Na América central, desenvolveu-se a monumental civilização maia com cidades independentes que guerreavam entre si. Com tempo, a população aumentou e atingiu três milhões de pessoas, segundo estimativas. Tornou-se necessário estender as superfícies cultivadas, passando-se das planícies férteis, enriquecidas por aluviões, para as encostas. As florestas protetoras foram derrubadas, o que desencadeou acelerada erosão e atulhou progressivamente rios e lagoas. Os solos perderam a fertilidade. Pouco a pouco, as terras tornaram-se incapazes de sustentar a população.
Embora controverso, o caso da ilha de Páscoa continua ilustrativo. Integrantes da civilização polinésia, os primeiros colonizadores da ilha se dividiram em grupos. Todos eles faziam gigantescas esculturas na parte montanhosa, onde havia pedra abundante, e as transportavam para a costa rolando-as em troncos de palmeiras. Além do mais, os grupos ateavam fogo às matas do adversário. A natureza da pequena ilha no Pacífico foi destruída em tempos de paz e de guerra, restando um ambiente escalvado antes da chegada dos europeus.

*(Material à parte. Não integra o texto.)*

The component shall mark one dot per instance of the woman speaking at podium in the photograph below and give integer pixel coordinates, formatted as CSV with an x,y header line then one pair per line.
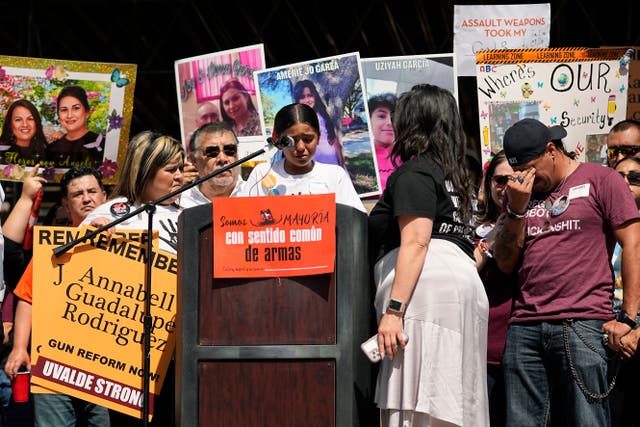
x,y
297,172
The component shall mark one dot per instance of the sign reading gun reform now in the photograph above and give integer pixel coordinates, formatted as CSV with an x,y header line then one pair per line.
x,y
88,314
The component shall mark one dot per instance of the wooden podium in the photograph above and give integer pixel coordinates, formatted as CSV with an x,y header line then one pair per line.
x,y
274,351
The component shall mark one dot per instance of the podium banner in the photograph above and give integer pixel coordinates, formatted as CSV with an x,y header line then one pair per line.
x,y
274,236
88,317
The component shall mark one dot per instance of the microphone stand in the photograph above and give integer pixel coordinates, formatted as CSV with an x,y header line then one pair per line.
x,y
150,209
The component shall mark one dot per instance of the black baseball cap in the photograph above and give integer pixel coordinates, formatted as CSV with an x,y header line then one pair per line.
x,y
527,139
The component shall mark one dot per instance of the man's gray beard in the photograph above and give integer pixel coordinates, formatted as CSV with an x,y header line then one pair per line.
x,y
221,181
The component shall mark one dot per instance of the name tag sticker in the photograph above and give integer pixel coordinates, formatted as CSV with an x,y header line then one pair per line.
x,y
579,191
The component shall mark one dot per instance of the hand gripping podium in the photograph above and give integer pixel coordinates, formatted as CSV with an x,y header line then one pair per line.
x,y
274,351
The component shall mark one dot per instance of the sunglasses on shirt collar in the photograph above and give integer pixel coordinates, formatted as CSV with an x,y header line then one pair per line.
x,y
213,151
626,150
501,179
633,177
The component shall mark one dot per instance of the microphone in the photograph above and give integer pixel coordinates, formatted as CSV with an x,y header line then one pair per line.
x,y
285,142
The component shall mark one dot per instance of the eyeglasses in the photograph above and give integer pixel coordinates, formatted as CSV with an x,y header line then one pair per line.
x,y
213,151
501,179
626,150
633,177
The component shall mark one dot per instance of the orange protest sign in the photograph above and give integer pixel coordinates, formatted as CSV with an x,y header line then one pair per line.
x,y
274,236
88,314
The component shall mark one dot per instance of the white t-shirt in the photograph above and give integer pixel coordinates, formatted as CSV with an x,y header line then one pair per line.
x,y
194,197
268,180
165,220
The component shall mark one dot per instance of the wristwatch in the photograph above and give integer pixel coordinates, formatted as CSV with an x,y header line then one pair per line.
x,y
623,317
514,215
395,307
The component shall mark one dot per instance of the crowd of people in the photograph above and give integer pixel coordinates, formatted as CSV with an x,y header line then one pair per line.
x,y
520,310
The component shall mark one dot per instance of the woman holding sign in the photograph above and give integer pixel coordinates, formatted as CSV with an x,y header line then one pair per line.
x,y
152,169
427,283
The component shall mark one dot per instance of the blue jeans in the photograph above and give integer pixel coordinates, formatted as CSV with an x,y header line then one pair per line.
x,y
61,410
541,382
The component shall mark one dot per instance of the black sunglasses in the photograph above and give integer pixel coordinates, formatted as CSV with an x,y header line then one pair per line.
x,y
626,150
213,151
501,179
633,177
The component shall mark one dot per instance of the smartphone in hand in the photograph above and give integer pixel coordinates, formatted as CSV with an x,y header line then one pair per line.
x,y
370,347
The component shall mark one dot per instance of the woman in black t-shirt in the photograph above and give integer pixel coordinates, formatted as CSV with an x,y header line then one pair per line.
x,y
427,283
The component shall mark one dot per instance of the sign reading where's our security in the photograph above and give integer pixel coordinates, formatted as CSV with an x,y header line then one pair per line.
x,y
273,236
583,90
88,316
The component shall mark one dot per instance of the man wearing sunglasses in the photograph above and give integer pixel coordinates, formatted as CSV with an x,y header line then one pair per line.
x,y
212,147
561,222
623,141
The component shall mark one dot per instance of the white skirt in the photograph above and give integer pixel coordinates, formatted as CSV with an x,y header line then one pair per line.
x,y
442,372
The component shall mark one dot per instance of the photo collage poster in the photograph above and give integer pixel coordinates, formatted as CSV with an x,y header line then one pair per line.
x,y
583,90
219,87
36,130
385,79
332,86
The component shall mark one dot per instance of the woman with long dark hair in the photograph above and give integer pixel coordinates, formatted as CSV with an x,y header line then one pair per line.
x,y
427,283
500,287
22,134
297,172
329,147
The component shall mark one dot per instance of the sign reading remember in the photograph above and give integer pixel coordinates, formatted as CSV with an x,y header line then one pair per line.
x,y
88,312
274,236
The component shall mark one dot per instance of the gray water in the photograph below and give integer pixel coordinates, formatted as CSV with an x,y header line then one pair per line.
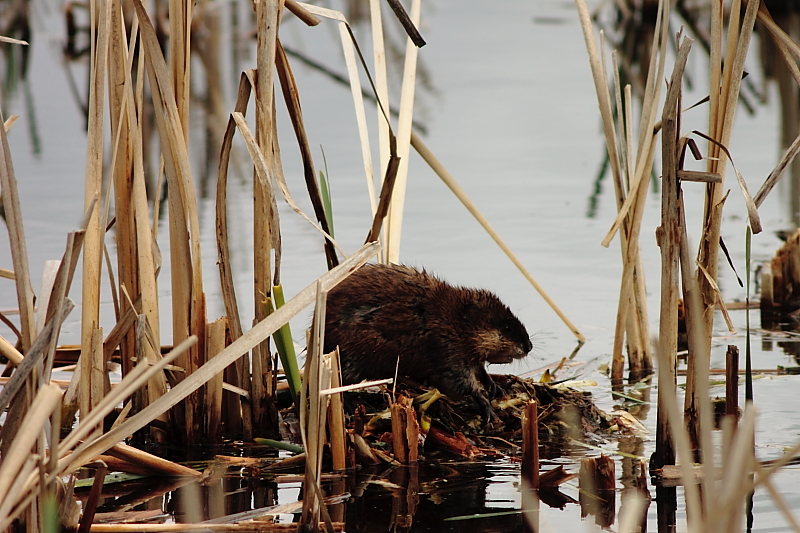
x,y
509,108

Mas essas crises ocorreram em território local e de modo reversível. Bem diferentes da crise que se iniciou na Europa Ocidental do século XI.

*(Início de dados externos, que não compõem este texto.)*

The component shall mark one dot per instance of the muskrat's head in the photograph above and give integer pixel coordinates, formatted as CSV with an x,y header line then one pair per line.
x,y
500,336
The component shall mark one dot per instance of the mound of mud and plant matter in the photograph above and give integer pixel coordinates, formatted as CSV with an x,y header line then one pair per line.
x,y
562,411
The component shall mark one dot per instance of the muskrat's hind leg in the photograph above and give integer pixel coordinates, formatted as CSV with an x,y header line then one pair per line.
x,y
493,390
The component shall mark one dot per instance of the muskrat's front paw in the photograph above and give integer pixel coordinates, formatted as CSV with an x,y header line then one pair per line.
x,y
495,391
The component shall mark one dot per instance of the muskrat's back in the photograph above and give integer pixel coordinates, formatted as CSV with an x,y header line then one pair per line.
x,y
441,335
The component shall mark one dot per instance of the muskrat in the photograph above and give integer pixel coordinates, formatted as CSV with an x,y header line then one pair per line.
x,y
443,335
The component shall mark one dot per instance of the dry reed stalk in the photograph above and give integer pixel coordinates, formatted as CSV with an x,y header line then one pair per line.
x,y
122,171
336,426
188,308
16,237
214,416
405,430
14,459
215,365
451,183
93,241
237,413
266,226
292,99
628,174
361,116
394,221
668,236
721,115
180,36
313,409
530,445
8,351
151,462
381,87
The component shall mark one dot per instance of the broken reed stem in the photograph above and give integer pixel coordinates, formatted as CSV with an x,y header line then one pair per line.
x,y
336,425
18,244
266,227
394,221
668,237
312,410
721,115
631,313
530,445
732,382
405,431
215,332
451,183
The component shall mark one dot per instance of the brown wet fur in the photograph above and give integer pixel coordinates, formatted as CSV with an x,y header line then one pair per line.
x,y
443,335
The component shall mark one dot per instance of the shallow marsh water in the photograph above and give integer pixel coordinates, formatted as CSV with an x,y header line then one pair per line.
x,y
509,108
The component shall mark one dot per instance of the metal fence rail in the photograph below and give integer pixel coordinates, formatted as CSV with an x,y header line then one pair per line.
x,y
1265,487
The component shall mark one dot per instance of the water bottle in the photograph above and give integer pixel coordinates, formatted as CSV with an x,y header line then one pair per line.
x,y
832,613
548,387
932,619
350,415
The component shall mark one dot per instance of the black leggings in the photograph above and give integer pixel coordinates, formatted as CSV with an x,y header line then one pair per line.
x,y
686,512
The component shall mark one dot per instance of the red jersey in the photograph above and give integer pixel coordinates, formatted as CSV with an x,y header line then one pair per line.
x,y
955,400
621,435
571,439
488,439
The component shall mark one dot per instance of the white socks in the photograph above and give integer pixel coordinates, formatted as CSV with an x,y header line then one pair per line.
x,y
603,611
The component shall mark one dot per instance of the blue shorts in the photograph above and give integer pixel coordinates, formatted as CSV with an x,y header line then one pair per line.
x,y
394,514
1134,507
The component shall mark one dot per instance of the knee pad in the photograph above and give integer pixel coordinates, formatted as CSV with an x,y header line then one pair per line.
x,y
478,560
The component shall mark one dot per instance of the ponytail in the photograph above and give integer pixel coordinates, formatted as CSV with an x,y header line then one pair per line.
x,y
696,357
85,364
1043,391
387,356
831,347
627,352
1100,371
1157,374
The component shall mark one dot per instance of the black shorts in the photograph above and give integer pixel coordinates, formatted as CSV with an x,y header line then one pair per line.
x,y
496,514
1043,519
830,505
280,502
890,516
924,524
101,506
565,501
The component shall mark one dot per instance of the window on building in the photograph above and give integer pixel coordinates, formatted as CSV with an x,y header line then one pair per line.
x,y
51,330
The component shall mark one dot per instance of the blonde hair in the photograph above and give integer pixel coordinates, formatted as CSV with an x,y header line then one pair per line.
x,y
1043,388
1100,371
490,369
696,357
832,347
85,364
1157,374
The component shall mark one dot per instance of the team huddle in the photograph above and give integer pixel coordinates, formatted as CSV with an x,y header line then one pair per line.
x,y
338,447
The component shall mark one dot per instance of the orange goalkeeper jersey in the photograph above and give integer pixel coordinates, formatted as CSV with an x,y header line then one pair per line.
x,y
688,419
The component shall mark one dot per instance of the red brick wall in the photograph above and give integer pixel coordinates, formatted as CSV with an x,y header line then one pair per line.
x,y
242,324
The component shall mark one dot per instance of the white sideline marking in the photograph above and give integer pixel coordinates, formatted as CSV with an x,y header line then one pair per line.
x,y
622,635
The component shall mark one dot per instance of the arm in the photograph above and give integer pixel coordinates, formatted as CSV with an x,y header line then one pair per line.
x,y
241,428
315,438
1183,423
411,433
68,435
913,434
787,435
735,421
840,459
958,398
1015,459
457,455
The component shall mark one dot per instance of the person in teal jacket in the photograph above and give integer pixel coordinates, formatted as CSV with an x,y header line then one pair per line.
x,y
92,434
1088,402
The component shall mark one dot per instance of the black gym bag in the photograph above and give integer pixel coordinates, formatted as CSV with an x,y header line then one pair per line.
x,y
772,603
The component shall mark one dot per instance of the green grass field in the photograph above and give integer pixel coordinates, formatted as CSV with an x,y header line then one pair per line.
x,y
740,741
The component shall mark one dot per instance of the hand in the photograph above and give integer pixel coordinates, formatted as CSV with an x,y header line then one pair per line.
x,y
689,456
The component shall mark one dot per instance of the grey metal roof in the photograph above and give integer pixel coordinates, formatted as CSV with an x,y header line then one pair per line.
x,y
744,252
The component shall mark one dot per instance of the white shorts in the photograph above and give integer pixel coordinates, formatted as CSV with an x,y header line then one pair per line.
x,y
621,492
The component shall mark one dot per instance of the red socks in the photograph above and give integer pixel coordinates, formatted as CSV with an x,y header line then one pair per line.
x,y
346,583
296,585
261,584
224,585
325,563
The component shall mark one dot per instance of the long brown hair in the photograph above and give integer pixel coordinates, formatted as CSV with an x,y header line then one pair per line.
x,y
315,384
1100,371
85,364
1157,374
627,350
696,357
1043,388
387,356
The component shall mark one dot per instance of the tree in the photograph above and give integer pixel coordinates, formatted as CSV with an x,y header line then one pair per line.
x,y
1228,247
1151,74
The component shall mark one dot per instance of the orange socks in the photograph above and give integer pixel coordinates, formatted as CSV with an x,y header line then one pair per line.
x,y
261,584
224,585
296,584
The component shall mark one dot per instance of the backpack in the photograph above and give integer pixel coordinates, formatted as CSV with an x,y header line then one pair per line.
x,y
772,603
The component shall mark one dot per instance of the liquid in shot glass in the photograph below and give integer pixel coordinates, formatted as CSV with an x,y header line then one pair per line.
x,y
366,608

Crise ambiental da atualidade. Presume-se que o aquecimento global entre os séculos IX e XIII da era cristã, na Europa Ocidental, tenha contribuído para a gênese de um novo sistema econômico. Esse aquecimento foi natural, assim como outros episódios de aquecimento e resfriamento no Holoceno, época geológica que começou a 11.700 anos passados. Com ele, a atividade agropastoril prosperou em todo o mundo, estimulando a derrubada de florestas, a drenagem de pântanos e a irrigação de terras áridas para a expansão de lavouras e pastos. A produção rural aumentou significativamente e estimulou a constituição de uma classe social que passou a viver dos excedentes de produção. Grande parte dos bens de uso foi transformado em bem de troca.

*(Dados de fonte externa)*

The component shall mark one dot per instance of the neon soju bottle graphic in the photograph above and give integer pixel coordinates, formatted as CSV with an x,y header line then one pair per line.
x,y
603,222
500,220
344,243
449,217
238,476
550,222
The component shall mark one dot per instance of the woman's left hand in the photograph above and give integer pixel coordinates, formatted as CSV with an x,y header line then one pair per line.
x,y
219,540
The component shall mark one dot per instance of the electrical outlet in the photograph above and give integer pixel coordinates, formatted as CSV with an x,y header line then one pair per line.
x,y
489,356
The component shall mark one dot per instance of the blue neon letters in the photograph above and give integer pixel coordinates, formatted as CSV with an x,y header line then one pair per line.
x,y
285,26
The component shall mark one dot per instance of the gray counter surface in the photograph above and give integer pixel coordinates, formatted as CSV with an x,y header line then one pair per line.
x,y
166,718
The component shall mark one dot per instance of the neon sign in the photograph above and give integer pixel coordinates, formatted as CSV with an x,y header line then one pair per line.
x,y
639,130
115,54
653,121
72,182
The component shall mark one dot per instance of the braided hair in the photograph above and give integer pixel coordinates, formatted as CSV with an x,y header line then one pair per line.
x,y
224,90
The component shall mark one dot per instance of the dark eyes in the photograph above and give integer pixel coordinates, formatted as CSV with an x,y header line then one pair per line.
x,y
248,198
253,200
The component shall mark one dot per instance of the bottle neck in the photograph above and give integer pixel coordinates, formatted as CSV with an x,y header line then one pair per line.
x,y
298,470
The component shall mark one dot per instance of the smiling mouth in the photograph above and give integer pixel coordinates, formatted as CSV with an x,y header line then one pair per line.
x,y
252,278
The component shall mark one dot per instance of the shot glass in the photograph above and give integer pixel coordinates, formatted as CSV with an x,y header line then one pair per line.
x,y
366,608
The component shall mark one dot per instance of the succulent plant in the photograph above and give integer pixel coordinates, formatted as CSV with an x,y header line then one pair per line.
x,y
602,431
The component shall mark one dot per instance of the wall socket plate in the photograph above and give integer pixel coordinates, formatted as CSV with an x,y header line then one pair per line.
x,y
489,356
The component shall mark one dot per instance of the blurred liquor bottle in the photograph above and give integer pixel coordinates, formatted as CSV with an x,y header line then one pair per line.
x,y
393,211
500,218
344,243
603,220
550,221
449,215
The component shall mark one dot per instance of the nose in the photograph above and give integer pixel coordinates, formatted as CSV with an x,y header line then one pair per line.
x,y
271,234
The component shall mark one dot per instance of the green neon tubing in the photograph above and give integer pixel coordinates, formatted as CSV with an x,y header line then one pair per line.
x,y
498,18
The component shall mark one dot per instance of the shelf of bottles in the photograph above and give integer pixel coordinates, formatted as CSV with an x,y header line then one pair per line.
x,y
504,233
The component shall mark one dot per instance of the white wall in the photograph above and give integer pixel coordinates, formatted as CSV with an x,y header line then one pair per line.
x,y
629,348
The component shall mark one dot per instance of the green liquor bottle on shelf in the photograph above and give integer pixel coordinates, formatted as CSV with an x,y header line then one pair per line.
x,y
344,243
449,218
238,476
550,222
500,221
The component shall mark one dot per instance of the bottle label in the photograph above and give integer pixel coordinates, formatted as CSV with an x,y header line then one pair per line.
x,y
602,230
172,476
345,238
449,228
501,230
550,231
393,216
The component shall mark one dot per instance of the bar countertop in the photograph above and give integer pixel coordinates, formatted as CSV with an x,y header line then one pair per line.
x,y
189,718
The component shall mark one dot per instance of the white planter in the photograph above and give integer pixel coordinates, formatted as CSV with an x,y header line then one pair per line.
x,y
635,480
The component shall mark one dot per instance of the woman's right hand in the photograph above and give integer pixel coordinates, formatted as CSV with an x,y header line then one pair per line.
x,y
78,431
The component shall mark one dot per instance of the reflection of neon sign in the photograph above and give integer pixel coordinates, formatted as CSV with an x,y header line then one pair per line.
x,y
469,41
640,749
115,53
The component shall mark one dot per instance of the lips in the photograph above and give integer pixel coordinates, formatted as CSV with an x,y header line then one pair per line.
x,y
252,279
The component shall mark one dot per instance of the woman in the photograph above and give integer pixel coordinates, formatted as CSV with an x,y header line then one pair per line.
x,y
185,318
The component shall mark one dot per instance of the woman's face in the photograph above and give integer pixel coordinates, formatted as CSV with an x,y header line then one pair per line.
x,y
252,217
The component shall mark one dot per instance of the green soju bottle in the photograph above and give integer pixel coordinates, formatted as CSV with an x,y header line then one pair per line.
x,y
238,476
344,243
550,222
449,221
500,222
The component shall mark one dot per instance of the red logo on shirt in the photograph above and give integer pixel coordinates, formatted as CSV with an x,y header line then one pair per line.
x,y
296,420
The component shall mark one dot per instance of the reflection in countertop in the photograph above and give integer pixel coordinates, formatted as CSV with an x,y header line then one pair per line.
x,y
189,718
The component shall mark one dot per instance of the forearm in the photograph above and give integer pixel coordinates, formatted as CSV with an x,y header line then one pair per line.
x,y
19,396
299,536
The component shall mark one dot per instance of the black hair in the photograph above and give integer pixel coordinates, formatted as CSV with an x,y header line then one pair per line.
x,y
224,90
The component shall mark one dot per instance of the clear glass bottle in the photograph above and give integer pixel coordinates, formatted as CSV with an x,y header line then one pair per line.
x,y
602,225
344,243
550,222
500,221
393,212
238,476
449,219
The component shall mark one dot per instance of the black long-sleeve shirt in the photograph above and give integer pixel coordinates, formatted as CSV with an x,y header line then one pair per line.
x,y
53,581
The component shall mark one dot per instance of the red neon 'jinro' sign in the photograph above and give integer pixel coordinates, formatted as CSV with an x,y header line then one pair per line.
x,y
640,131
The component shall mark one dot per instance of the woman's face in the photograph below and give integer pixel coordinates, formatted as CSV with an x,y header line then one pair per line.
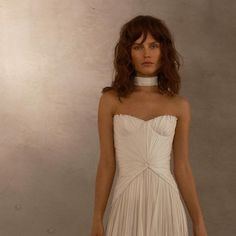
x,y
149,51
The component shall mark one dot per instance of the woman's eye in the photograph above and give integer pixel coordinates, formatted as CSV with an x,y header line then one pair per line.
x,y
155,45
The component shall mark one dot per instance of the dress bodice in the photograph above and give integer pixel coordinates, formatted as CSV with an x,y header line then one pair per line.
x,y
141,144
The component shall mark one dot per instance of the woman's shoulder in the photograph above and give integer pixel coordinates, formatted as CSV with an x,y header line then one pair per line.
x,y
182,104
110,99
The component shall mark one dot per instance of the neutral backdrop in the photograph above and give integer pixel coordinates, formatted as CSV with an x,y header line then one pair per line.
x,y
55,57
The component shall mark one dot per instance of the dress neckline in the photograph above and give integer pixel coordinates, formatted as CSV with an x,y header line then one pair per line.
x,y
145,121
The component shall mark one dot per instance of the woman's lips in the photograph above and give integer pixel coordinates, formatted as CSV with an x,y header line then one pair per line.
x,y
147,64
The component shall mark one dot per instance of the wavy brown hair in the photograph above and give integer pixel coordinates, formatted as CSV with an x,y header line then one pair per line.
x,y
168,76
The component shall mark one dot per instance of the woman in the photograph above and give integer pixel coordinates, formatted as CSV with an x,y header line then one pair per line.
x,y
142,121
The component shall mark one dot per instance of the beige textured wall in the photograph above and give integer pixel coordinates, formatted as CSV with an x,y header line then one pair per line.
x,y
55,56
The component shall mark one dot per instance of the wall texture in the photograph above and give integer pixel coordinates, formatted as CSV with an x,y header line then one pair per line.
x,y
55,57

A troca de bens é uma atividade praticada por qualquer povo, mas ela está sujeita às oscilações da produção. Esse comércio não-capitalista dependia do excedente, produzido em anos fecundos. Não havia, nele, a intenção de gerar excedentes para o comércio. Mas, nos primórdios do capitalismo, o excedente passa a ser parte principal da produção para atender ao comércio e ao lucro. Assim, a atividade comercial vai dominando progressivamente a economia, gerando trocas de longa distância, moeda e bancos. Proliferam também os assaltantes de estrada.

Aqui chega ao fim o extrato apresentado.